Lastly, a layer of inter-observer variability may exist as the ECG assessments were handled by five cardiologists. Inter-observer variability might also be present in the performance of echocardiography. A previous systematic review [19] evaluated multiple studies of the Simpson biplane method for LVEF estimation and found inter-observer variation ranging from ± 15.4% to ± 18% and an intra-class correlation coefficient (ICC) of 0.79-0.94. Furthermore, intra-observer variation ranged from ± 3.95% to ± 12% and ICC from 0.92 to 0.97, suggesting reduced variability when a single investigator performs echocardiography. This study also suggested using 3D LVEF estimation as this seemed to reduce inter- and intra-observer variation alike [19].

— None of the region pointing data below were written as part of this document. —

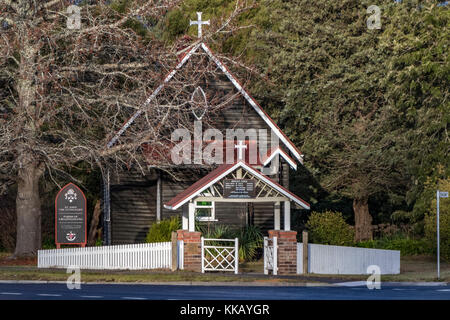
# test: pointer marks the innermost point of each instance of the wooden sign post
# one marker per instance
(70, 216)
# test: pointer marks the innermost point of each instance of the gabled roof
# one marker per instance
(220, 173)
(278, 151)
(288, 143)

Another study compared formal quantitative LVEF estimation methods, including the Simpson biplane method, with the visually estimated LVEF, the so-called “eyeballing” method, and found no statistically significant difference between formal methods and visual estimation [20].

CONCLUSION

The ECG is a satisfactory screening tool when it comes to ruling out heart failure with LVEF < 50% and may be a gatekeeping tool in patients referred to the cardiac outpatient clinic on suspicion of heart failure. Thus, an ECG may be used to prioritise between patients at referral, and it seems reasonable and safe to examine patients with an abnormal ECG before patients with a normal ECG.

To correctly identify patients with LVEF < 50% by ECG, the cardiologist and the automated interpretation seem equal. Therefore, the automated interpretation may assist both the physician in a busy clinic and the physician without experience in interpreting ECGs. This study thus provides the physician with an extra screening tool to find the relevant patients once a suspicion of heart failure has been raised.